The world’s underlying structure — physical, social, and emotional. Personal identity – where it is solid.

The “facts” the story world is built on. (And yes, is there such a thing as ‘objective reality’? I don’t know, but I do know that in my experience, something keeps bumping into my perceived reality.)

Reality as we perceive it.
Shared assumptions, private distortions, cultural habits, emotional filters. Characters operate from this reality, whether it’s accurate or not.

Reality as it could be.
The world of possibility and imagination — hopeful or catastrophic. Characters aren’t driven only by what they want to get; they’re also driven by what they’re trying to avoid. “What could be” includes both.

Every story, consciously or not, sits in the dynamic between these three layers.

In every moment of a story, every character has a worldview. They perceive the world a certain way. They perceive physical reality, social reality, political reality, emotional reality and psychological reality. And they perceive these through the four arenas where conflict can occur: the uncaring universe, society, intimate relationships, and personal identity.

Then they take their needs and desires, filter them through their imagined world of what could be – both good and bad – and decide how to pursue them.

Inevitably, this forces them to modify their worldview.

  • Perhaps I’m too scared of rejection to ask him out.
  • Perhaps she’s still angry with me, even though I thought she didn’t really care.
  • Perhaps the neighbours will complain if I play music loudly at 2am.
  • Perhaps the police will actually arrest me if I drunkenly dismiss the complaint.

The worldview that informed their choice turns to sand in their hands, and they have to revise it so they can try again.

And so on. It’s constantly happening to us in our lives, and needs to happen to your characters too.

A character tries to make the world the way it should be (or avoid what it could be), within a worldview that is incomplete or skewed. So, every time they try to create the imagined world, or prevent it, they run up against a new reality that they have to take into account.

Even in stories that argue there is no objective truth, the narrative still follows a progression that shuffles between versions of reality: a character begins with one understanding of reality and ends with another, and has to operate from that new reality.

Stories constantly bounce between these versions of reality: what is, what is perceived, and what is imagined.
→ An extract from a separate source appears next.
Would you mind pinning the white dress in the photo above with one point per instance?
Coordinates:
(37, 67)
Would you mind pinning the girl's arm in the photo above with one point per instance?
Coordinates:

Stories as Arguments About Change

At heart, most stories are arguments about whether change is:

  1. Impossible — We have no real agency. Society won’t change. Deep down, people don’t change. The best we can do is defy fate or laugh in its face. If the response is heroic defiance, you get a tragedy. If it’s naively optimistic incompetence, you get a comedy. If it’s exploitation of others, you get a satire.
  1. Inevitable — Change happens regardless of our choices. Systems grind on. The already powerful try to grab more power. Somebody invents something, and we lose all our privacy. All we can do is hang onto the raft, ride the rapids, and behave honourably towards the other passengers. Many epics take this form. ‘The Sands of Time’ stories. (And yes, I am saying that one kind of change (the accumulation of wealth in fewer hands) is inevitable because another kind of change (human greed) is impossible. Depends on how you tell the story.)
  1. Possible but difficult — We can change ourselves, our relationships, and our world, but it takes work — and the work usually begins with us. Classic Contemporary Drama.

Each of these story types expresses a possible stance on the relationship between what is, what is perceived, and what could be.

Culture and Assumptions of Agency

You may not consciously choose which kind of story you gravitate to. It often emerges from the culture you grew up in, your temperament, and the kinds of stories you trust.

The hero’s journey paradigm currently dominates Anglo-Saxon cinema. So much so that it is often taken as the only viable form, when history tells us it is only one of three primary forms.

Is it a coincidence that this story paradigm came to dominate Anglo-Saxon cinema at the same time as neo-liberal capitalism, aka Reaganism and Thatcherism, came to dominate Anglo-Saxon politics?

Different cultures carry different assumptions about agency — and you can often see it in the sports they gravitate towards.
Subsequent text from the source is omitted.